Significantly too, the lack of training in the mental skills leaves novices more exposed to picking up unsafe driving practices from family or friends, or bowing to influence from peer passengers. With little grasp of how to assess risk as they drive, there is no benchmark against which to judge the folly of inattention, drink, drugs, fatigue, wrong speed, or simply acting the fool. They are also more exposed to the dangers created by other road users.

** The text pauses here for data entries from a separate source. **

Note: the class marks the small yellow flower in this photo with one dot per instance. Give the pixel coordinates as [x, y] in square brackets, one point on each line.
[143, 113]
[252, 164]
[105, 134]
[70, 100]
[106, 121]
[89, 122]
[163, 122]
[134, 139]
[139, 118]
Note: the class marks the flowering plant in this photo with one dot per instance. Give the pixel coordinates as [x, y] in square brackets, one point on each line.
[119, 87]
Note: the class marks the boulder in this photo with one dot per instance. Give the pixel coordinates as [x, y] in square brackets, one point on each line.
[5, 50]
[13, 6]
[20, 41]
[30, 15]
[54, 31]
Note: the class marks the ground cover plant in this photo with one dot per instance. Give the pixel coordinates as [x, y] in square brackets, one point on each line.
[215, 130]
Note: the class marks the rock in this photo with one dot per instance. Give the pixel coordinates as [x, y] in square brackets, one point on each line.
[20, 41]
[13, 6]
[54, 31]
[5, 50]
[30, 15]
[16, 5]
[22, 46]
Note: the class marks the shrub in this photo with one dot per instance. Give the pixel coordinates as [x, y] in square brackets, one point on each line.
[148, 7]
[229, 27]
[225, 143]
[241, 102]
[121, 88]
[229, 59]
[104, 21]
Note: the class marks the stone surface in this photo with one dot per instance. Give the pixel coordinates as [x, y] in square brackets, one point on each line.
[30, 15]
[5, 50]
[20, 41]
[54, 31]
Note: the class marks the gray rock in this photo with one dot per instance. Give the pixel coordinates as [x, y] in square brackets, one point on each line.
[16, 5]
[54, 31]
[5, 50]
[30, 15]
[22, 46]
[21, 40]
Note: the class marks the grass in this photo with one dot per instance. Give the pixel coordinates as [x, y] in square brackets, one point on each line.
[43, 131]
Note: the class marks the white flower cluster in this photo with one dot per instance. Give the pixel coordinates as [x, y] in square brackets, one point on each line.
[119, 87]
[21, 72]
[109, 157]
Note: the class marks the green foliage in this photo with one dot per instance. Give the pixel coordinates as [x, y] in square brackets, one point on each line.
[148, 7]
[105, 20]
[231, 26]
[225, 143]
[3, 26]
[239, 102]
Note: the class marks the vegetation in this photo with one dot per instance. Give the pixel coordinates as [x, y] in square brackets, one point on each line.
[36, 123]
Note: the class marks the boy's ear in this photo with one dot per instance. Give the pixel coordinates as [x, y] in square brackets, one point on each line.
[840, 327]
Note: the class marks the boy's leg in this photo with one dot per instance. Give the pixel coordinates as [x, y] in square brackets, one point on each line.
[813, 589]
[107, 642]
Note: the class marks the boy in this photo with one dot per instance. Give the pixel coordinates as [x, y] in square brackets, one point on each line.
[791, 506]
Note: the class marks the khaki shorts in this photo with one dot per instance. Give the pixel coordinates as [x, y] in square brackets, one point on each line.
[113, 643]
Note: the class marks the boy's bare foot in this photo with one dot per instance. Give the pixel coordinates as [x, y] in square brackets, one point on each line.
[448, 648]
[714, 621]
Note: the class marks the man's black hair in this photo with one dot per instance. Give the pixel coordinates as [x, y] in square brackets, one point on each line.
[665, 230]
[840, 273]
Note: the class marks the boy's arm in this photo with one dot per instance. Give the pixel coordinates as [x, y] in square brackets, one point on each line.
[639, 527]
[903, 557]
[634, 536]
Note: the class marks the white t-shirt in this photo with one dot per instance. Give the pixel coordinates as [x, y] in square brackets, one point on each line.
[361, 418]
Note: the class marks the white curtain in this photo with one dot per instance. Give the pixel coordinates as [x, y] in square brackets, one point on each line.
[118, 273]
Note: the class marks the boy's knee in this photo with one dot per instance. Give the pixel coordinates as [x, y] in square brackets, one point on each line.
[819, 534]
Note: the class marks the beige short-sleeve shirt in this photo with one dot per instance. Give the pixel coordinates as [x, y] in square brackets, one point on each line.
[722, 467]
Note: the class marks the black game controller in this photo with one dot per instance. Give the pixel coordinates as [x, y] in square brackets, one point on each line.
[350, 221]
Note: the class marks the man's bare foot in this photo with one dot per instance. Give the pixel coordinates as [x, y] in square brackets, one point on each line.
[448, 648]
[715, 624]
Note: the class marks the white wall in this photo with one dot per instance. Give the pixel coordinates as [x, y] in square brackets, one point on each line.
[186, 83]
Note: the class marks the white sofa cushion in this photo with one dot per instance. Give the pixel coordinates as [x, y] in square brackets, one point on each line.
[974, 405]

Novice drivers are at the point of being most dependent on what they are shown. And their fate is currently skewed by the yawning chasm in the training they receive.
Conclusion
Through honest eyes, the main reasons for the carnage among novice drivers are rooted in what adults do. We deny youngsters healthy encounters with risk, give them a distorted picture of adulthood, and withhold skills we know they need to have. In our nurturing of future generations, this is simple neglect.
Although some of the handicaps for young drivers are created in society, outside the realm of driving, this does not put them beyond reach. It simply underlines that driving is part of life, and that society tilts the pitch against many things that people need to do.
In driver training, our adult responsibility should lead us to:
- recognise how novice drivers are actively steered into high risk
- replace false beliefs with ones that will help young people understand and cope more successfully with the demands of driving. This can and should start at pre-driving age
- reveal the full scope of driving skill, and show how it really works
- teach the specific thinking skills that are the core of drivers being able to take care of themselves.
The necessary reform of driver training must accept the responsibility for creating safe drivers. The system design should not include restrictions and law enforcement as an easier alternative, or to cover over known and avoidable failures in the training. Our job is to work on the causes of the problem, not just punish the symptoms. And no one wants a rising generation that is primed with resentment.
Many novice drivers themselves sense that something is wrong, and would be keen to learn about the ‘real driving’ that confronts them after the test. Young people do want to be skilled, and value the boost that comes from being regarded as such.
The adult responsibility is to take this opportunity, and ensure that fundamental reform is ‘fundamentally different’ from the stream of past measures that have made no impression on the casualty graph.